Robert Mugabe está no poder do Zimbábue há mais de 30 anos. Foto: APAs imagens várias vezes exibidas pela televisão da União Europeia mostram a aeronave em que o Presidente do Zimbabwe se fez transportar para Singapura, onde, segundo o mesmo órgão de informação, está a ser tratado a um câncer na próstata.


Quem esteve atento às imagens exibidas pela EuroNews e conhece bem a frota de aviões da Sonair, a empresa de aviação da Sonangol, deve ter percebido pelas cores e matrícula que se trata de um dos Airbus A319, operado pela VipAir, uma empresa comparticipada pela petrolífera nacional.

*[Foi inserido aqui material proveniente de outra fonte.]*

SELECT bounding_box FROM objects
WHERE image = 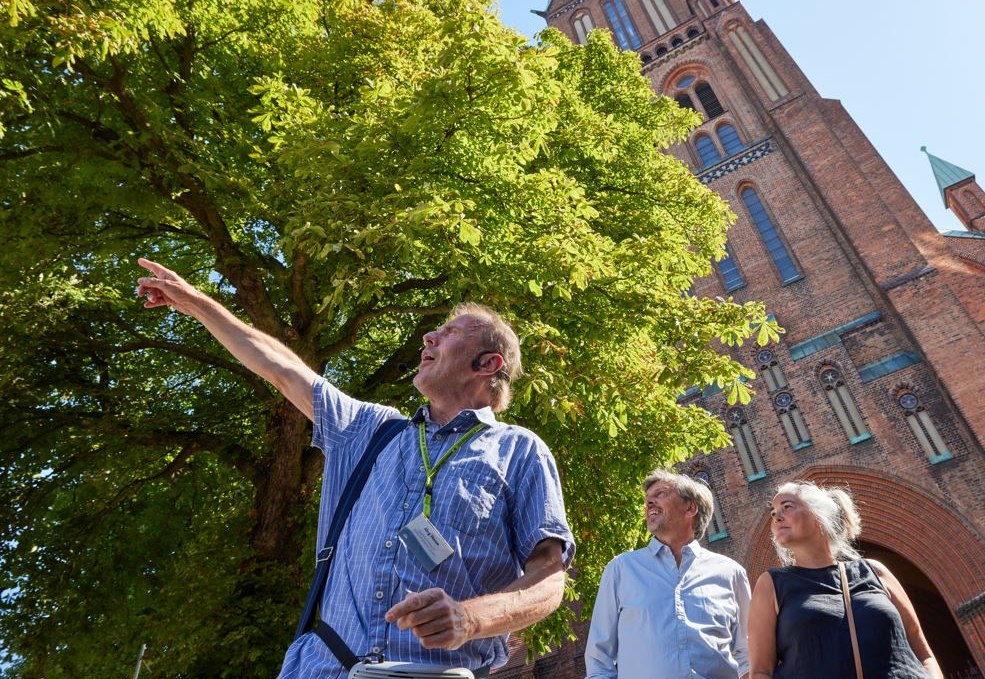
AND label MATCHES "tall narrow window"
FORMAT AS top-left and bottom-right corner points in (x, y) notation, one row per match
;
(693, 471), (728, 541)
(695, 83), (724, 119)
(695, 134), (722, 167)
(603, 0), (642, 50)
(728, 26), (789, 102)
(572, 12), (595, 44)
(676, 94), (696, 111)
(755, 348), (788, 391)
(741, 188), (801, 283)
(819, 367), (870, 443)
(898, 392), (952, 463)
(718, 243), (745, 292)
(717, 123), (743, 155)
(773, 391), (811, 450)
(641, 0), (676, 34)
(725, 407), (767, 481)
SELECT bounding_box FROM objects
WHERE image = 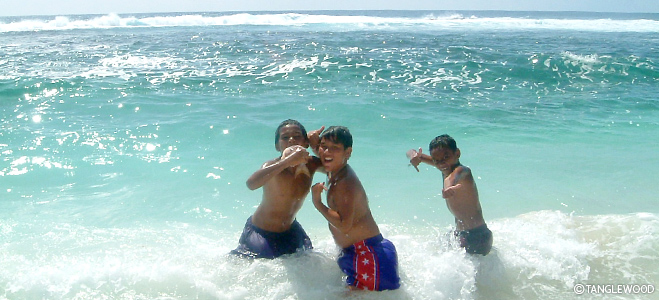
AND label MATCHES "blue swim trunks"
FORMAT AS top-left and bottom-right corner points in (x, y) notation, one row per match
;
(231, 216), (313, 259)
(337, 234), (400, 291)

Na verdade, trata-se de um dos três aparelhos executivos Airbus da Sonangol em que geralmente se faz transportar um cidadão chinês Sam Pa (dono de diversos heterónimos), também conhecido como um dos homens mais poderosos da presidência angolana e um elo de ligação dos negócios entre Angola e a China, através da China International Fund, uma empresa obscura baseada em Hong-Kong. Sam Pa tem tão frequentemente usado o avião, para além de o colocar à disposição das autoridades chinesas para operações alheias ao conhecimento do público angolano, que a aeronave é conhecida entre os trabalhadores da Sonair como “avião da China”.

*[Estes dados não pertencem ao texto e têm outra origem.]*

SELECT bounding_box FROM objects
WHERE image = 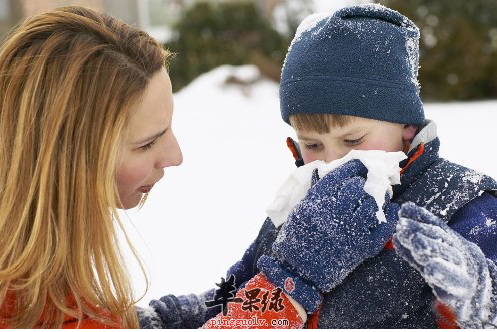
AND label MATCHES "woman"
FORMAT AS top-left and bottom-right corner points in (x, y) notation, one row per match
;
(0, 6), (181, 328)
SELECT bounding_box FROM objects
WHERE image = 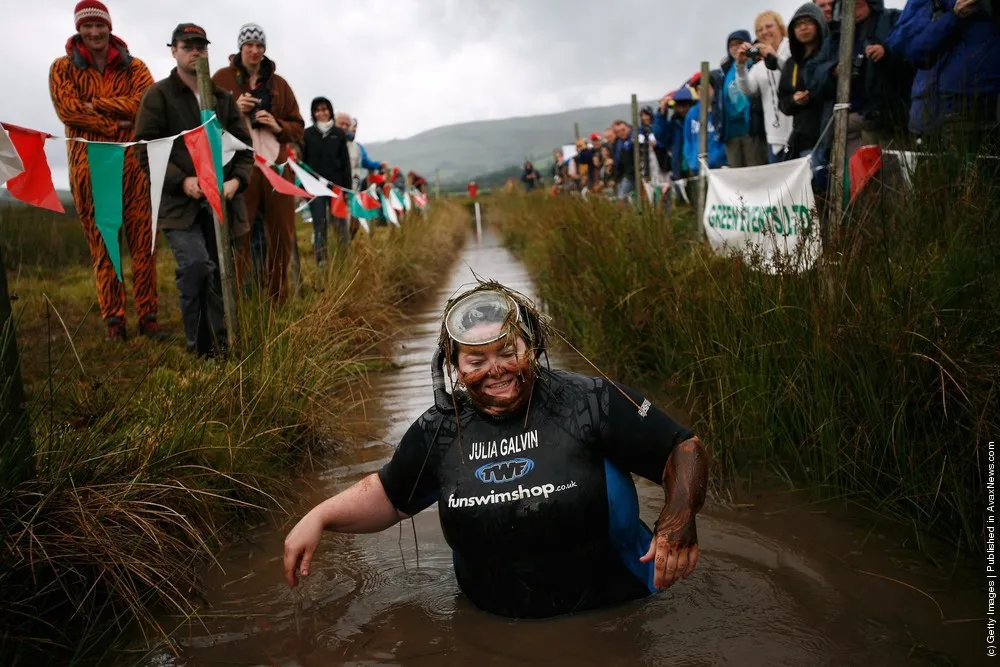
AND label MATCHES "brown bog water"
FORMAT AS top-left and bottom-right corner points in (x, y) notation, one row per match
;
(141, 227), (983, 667)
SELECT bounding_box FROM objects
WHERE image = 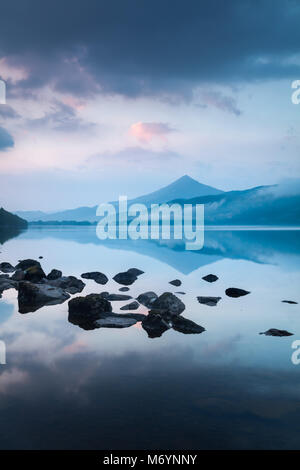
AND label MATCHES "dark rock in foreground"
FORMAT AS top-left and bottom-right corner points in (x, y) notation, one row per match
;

Recentemente, o primeiro-ministro britânico, David Cameron, recebeu duras críticas por ter alugado um dos aviões executivos da Sonair, gerido pela Atlas Air, para uma viagem à Ásia durante a Páscoa. Por sua vez, em 2010, o ex-vice presidente Al Gore e a sua delegação mostraram-se surpreendidos quando embarcaram num avião da Sonair, com destino à China. Al-Gore havia sido convidado pelas autoridades chinesas para um encontro sobre ambiente e colocaram à sua disposição um avião executivo. Eeventualmente à espera de um avião do governo chinês, com tripulação do mesmo país, os americanos só no avião deram conta da tripulação angolana.


Se efectivamente, como noticiou a EuroNews, Mugabe realizou 10 viagens a Singapura nos últimos 16 meses, é muito provável que, em se conhecendo a “generosidade” do Presidente Dos Santos para com os estrangeiros, todas as viagens do Presidente do Zimbabwe tivessem sido feitas neste avião que custou US$130 milhões aos cofres públicos angolanos.